Os resultados obtidos reproduziram achados experimentais em outros estudos, que documentam uma resposta fisiológica de vasodilatação e aumento do fluxo retiniano em condições de hipóxia.5
Neste sentido, acreditamos que a tecnologia de OCT-A e o protocolo de TPH poderão ser úteis em estudos futuros que contribuam para a melhor compreensão das repercussões da hipóxia dos vôos comerciais em olhos saudáveis e, com maiores implicações clínicas, da resposta vascular em condições patológicas.
LIMITAÇÕES
Na avaliação clínica da hipóxia da cabine aérea, o método considerado gold standard é a câmara hipobárica, cuja complexidade tecnológica e dimensão a torna relativamente inacessível em estudos clínicos.
O TPH não reproduz as variações de volume intracavitário com as diferentes pressões nem induz libertação de azoto nos tecidos como a câmara hipobárica.
A avaliação das alterações em condições de hipóxia foi efetuada num momento único (30 minutos após o início do TPH), de acordo com o protocolo da BTS.
No entanto, desconhece-se se o efeito se mantém em períodos mais prolongados de hipóxia, de duração aproximada à maioria das viagens de avião.
A quantificação da densidade vascular através do software do aparelho de OCT-A utilizado ainda carece de validação quanto à sua repetibilidade e reproducibilidade.
Além disso, a existência de vários artefactos relacionados com esta nova tecnologia devem ser tidos em conta.10
No âmbito da Ergoftalmologia devem ser consideradas outras repercussões a nível do olho, principalmente nos passageiros muito frequentes e tripulação (e.g. alterações na superfície ocular e pressão intraocular11), não avaliadas neste estudo piloto, e que deverão ser apreciados em trabalhos futuros.
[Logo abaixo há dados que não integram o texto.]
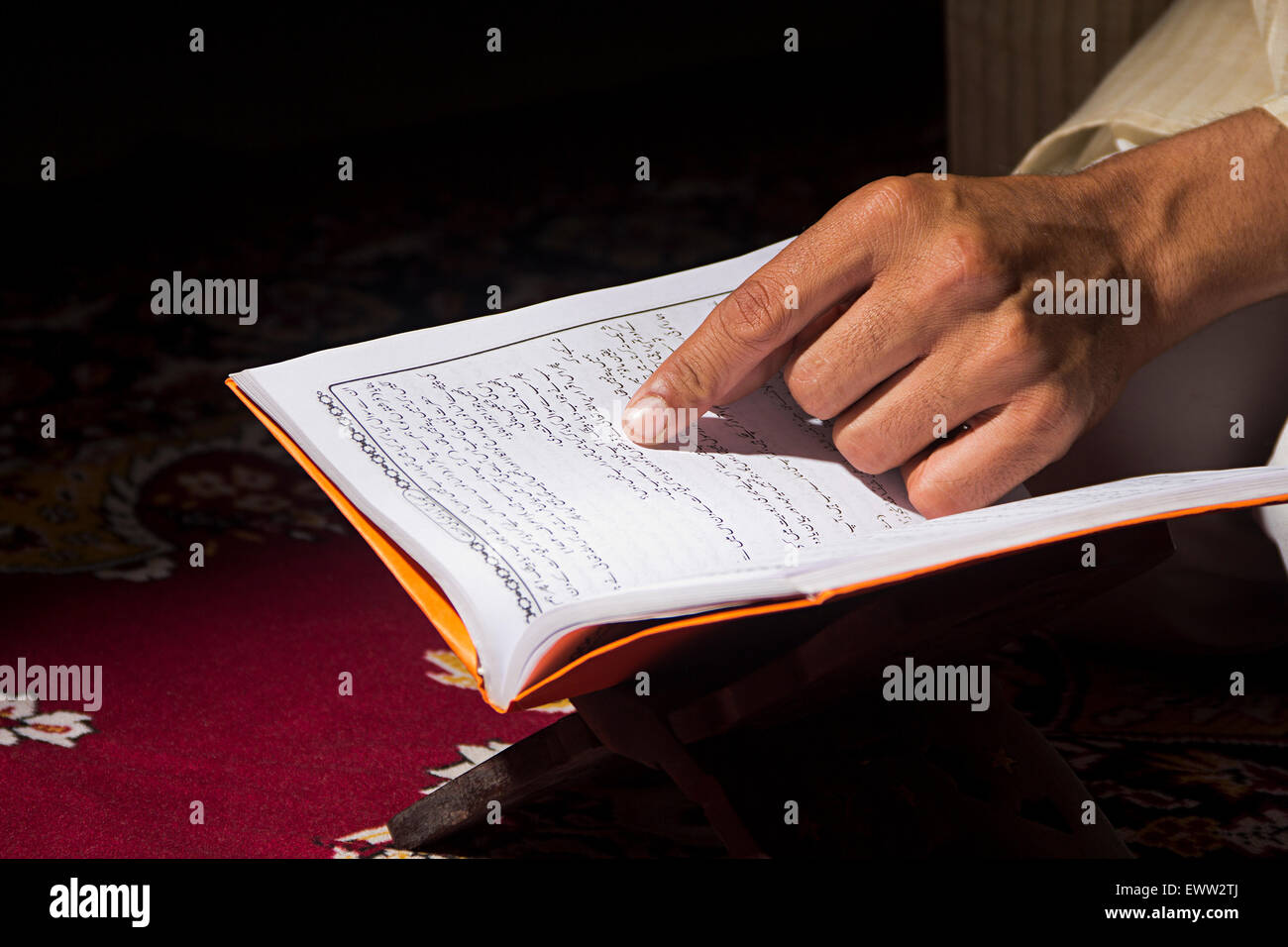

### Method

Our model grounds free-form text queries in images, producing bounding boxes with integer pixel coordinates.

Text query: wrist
[1073,110,1288,355]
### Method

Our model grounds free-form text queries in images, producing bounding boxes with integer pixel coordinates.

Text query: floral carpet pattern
[0,148,1288,858]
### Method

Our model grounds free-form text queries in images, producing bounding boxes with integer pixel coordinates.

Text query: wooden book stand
[389,522,1172,857]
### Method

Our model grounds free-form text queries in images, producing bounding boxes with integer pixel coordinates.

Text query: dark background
[0,3,1288,857]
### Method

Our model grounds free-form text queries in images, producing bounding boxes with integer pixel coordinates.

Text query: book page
[236,241,921,690]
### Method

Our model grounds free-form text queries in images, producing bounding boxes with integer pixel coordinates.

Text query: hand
[623,112,1288,517]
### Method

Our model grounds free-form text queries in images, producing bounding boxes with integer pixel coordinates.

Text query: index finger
[622,191,886,443]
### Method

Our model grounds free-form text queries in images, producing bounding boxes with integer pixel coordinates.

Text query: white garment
[1015,0,1288,582]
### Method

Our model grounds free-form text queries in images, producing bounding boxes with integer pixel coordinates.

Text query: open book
[228,244,1288,710]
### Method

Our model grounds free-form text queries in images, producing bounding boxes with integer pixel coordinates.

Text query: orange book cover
[226,378,1288,712]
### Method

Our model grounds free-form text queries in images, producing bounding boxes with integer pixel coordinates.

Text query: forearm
[1076,108,1288,353]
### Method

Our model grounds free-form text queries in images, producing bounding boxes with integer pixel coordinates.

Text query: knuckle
[670,347,715,401]
[935,224,1006,291]
[1026,391,1077,442]
[906,471,960,518]
[724,275,783,347]
[832,420,894,474]
[854,175,921,220]
[783,353,836,420]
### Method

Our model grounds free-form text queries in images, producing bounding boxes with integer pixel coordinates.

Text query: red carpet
[0,536,553,857]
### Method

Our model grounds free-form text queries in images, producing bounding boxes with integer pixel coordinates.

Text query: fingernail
[622,394,671,445]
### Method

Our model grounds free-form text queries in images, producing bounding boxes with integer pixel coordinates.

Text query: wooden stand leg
[389,523,1171,857]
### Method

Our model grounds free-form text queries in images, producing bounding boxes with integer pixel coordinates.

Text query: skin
[622,110,1288,517]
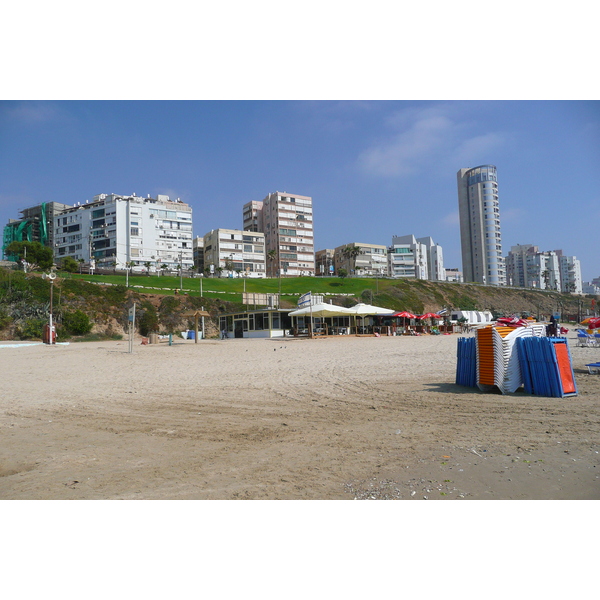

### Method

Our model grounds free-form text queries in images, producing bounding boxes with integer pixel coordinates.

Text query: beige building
[244,192,315,277]
[333,242,388,277]
[204,229,266,277]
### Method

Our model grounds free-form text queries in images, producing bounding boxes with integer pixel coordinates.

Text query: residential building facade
[333,242,388,277]
[244,192,315,277]
[53,194,193,272]
[192,235,204,273]
[457,165,506,285]
[315,248,335,277]
[2,202,71,260]
[506,244,583,293]
[388,235,446,281]
[417,236,446,281]
[204,229,266,278]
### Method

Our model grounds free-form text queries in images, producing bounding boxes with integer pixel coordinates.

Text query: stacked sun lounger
[456,338,477,387]
[517,337,577,398]
[456,321,577,397]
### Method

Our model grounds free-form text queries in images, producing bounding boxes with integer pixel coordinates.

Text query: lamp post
[42,273,56,344]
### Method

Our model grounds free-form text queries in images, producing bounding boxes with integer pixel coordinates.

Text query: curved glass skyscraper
[456,165,506,285]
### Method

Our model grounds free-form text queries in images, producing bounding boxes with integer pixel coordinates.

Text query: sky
[0,99,600,281]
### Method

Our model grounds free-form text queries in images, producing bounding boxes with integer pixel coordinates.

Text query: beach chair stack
[456,322,577,397]
[456,338,477,387]
[517,337,577,398]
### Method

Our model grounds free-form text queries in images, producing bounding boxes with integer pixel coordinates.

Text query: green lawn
[61,273,392,303]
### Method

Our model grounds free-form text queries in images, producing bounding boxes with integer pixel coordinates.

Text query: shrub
[17,319,48,340]
[62,310,92,335]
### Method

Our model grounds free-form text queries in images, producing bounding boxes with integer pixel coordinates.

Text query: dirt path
[0,336,600,500]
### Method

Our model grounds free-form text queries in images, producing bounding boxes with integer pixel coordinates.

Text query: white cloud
[5,102,58,124]
[358,114,455,177]
[453,133,507,165]
[440,211,460,227]
[358,104,509,177]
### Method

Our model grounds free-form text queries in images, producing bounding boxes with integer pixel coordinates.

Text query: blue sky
[0,100,600,280]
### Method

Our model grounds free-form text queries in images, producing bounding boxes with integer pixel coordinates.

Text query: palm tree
[342,245,360,272]
[267,249,281,277]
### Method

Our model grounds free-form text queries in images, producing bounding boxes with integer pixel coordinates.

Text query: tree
[5,242,54,269]
[62,310,92,335]
[342,245,360,270]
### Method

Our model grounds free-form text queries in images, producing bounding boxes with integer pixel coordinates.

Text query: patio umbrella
[350,302,396,327]
[391,310,417,327]
[390,310,417,319]
[350,302,396,317]
[289,302,354,317]
[417,313,444,327]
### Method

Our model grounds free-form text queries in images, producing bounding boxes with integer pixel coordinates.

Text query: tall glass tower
[456,165,506,285]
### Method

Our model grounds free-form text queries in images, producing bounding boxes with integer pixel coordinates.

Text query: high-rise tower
[456,165,506,285]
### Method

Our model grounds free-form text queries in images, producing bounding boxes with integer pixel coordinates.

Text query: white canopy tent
[289,302,354,336]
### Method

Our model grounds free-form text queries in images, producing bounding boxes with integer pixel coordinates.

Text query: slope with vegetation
[0,268,595,340]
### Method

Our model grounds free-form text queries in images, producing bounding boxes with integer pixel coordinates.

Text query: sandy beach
[0,330,600,500]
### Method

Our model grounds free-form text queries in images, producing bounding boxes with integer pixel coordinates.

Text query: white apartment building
[388,235,446,281]
[204,229,266,278]
[554,250,583,294]
[244,192,315,277]
[417,236,446,281]
[333,242,388,277]
[506,244,582,293]
[53,194,193,272]
[457,165,506,285]
[315,248,335,277]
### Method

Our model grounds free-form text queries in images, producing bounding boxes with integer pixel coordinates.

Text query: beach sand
[0,331,600,500]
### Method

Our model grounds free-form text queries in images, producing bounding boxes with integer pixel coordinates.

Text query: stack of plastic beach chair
[456,318,577,397]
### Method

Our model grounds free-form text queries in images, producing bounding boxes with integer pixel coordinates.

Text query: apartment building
[53,194,194,272]
[192,235,204,273]
[2,202,71,261]
[243,192,315,277]
[417,236,446,281]
[204,229,266,278]
[457,165,506,285]
[333,242,388,277]
[505,244,583,293]
[554,250,583,294]
[315,248,335,276]
[388,235,446,281]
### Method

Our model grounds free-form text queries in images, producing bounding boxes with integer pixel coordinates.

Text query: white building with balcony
[388,235,446,281]
[53,194,194,272]
[333,242,388,277]
[243,192,315,277]
[204,229,266,278]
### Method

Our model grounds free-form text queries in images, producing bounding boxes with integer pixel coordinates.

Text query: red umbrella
[586,317,600,329]
[390,310,417,319]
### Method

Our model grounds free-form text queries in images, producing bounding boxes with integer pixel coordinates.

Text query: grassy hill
[0,269,595,339]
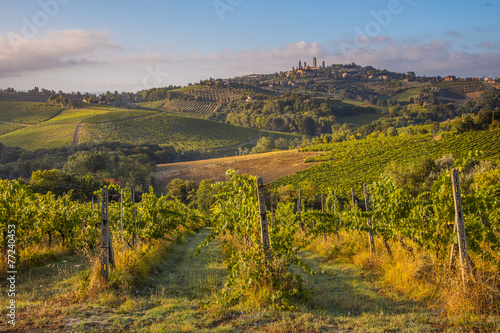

Poderá a exposição e necessidade de adaptação constante a condições de hipóxia estar associada a efeitos significativos do ponto de vista oftalmológico?
Com repercussões apenas em indivíduos com patologia prévia ou também nos saudáveis?
Estudos futuros ajudarão certamente a encontrar resposta para estas e outras questões relacionadas com os efeitos da hipóxia no olho humano.